The second message is actually best delivered by your wife. They see you as the ogre who doesn’t want them, so you issue the invitation; they don’t see your wife as pro-hotel, so she insists on the hotel. Present a pointedly united front.
It’s no guarantee, of course. People who want to believe something will do so despite any and all evidence to the contrary. (Ahem.)
But you can make sure their only options are either to rethink their position based on new evidence, or to cling to it with little valid defense.
You can also, of course, just host them in the condo, but on a superficial level that’s a decision to invite sleepless chaos, of which I’m sure you have more than enough right now. Routine is often all that stands between parents of multiples and the emotional cliff, and it’s hard to think of a more effective routine-buster than house guests in tight quarters who come with specific expectations but don’t use their words.
Speaking of -- if your in-laws do ever visit, I hope you can invite them into your routines so they can see how things work, feel invested themselves, and maybe gin up some empathy.
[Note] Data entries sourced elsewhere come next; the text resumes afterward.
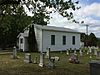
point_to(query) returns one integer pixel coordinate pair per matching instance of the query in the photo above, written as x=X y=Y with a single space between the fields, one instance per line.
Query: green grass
x=9 y=66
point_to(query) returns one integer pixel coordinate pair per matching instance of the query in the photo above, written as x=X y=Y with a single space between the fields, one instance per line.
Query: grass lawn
x=9 y=66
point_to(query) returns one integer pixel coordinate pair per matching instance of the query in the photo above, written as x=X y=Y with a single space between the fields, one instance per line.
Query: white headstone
x=41 y=64
x=48 y=53
x=28 y=58
x=67 y=52
x=90 y=49
x=14 y=52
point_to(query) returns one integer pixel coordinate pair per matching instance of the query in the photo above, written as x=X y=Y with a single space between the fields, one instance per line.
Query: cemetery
x=48 y=63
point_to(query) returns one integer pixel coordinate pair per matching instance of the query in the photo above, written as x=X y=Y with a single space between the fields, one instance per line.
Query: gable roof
x=53 y=28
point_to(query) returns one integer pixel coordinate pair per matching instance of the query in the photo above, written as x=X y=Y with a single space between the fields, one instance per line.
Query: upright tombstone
x=48 y=53
x=94 y=67
x=81 y=53
x=14 y=56
x=75 y=51
x=35 y=60
x=41 y=64
x=28 y=58
x=95 y=51
x=67 y=52
x=90 y=50
x=98 y=54
x=87 y=49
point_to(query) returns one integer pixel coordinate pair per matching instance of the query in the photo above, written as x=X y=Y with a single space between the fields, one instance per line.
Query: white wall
x=58 y=40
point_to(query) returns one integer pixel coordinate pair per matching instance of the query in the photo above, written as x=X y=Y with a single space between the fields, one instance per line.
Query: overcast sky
x=89 y=13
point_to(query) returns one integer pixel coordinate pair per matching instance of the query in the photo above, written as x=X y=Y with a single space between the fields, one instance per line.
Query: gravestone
x=41 y=64
x=48 y=53
x=87 y=49
x=51 y=63
x=35 y=60
x=14 y=56
x=81 y=53
x=95 y=67
x=98 y=55
x=28 y=58
x=74 y=59
x=74 y=51
x=90 y=49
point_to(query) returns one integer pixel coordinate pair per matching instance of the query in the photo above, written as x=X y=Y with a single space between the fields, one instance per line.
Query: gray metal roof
x=53 y=28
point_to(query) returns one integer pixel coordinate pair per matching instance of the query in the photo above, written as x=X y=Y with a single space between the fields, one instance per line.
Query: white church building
x=55 y=38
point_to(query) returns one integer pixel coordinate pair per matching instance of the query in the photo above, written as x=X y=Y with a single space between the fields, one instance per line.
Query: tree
x=89 y=40
x=12 y=21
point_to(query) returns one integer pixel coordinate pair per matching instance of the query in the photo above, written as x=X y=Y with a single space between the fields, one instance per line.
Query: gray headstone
x=28 y=58
x=81 y=53
x=51 y=63
x=98 y=54
x=67 y=52
x=95 y=67
x=35 y=60
x=48 y=53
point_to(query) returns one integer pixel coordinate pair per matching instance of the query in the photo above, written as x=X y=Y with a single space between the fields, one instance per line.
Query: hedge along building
x=56 y=38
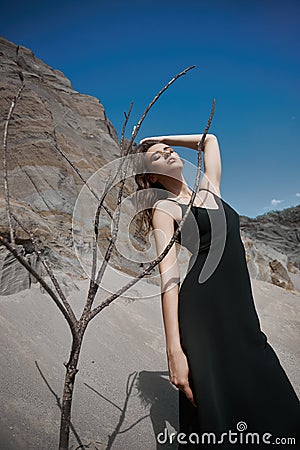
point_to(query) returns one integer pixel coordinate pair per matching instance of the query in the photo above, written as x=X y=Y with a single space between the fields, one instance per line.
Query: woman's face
x=163 y=160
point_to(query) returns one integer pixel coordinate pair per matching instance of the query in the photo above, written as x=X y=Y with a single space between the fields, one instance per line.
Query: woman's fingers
x=152 y=138
x=188 y=392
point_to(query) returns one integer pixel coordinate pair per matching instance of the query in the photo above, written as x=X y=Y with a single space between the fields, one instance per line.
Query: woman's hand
x=178 y=372
x=157 y=138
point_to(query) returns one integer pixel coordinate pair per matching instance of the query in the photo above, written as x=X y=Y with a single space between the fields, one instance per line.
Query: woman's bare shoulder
x=167 y=206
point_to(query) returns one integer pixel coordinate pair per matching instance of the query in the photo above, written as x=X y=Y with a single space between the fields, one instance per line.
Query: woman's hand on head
x=152 y=138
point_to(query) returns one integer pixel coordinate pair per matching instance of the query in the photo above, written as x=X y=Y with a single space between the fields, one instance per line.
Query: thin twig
x=138 y=125
x=5 y=177
x=124 y=128
x=95 y=284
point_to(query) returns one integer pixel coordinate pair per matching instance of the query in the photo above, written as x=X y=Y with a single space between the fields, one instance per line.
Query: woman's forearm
x=170 y=317
x=187 y=140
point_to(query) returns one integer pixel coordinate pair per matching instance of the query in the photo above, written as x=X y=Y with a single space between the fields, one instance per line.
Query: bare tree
x=78 y=326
Anyway. On a deeper level, housing your in-laws in the condo would be a choice to appease the irrational people who are complaining about you behind your back, which is a step you should neither take lightly nor without your wife’s full agreement and support.
You’d have to agree (1) that it’s worth it to you (meaning, yourselves, each other and your babies) to make a onetime exception, and (2) that you’re both strong and committed enough to put the boundary back afterward and keep it there. If the boundary is still needed, that is; one weekend in a fishbowl with four adults and two babies might be sufficient to prompt your in-laws to have an ideological conversion on the matter of bunking as one.
The decision to try this is a lot to manage. Think and talk it through carefully.
If it helps, you won’t always have to manage exactly this problem under exactly these circumstances; time means change, and change is rarely plainer to witness than in children. A hotel now doesn’t mean your kids won’t know their grandparents ever. (And if it does, by some fluke, then that will have been said elders’ choice, not yours.) Your problem now is in many ways a problem only of now -- and it’s OK to see it that way as it suits.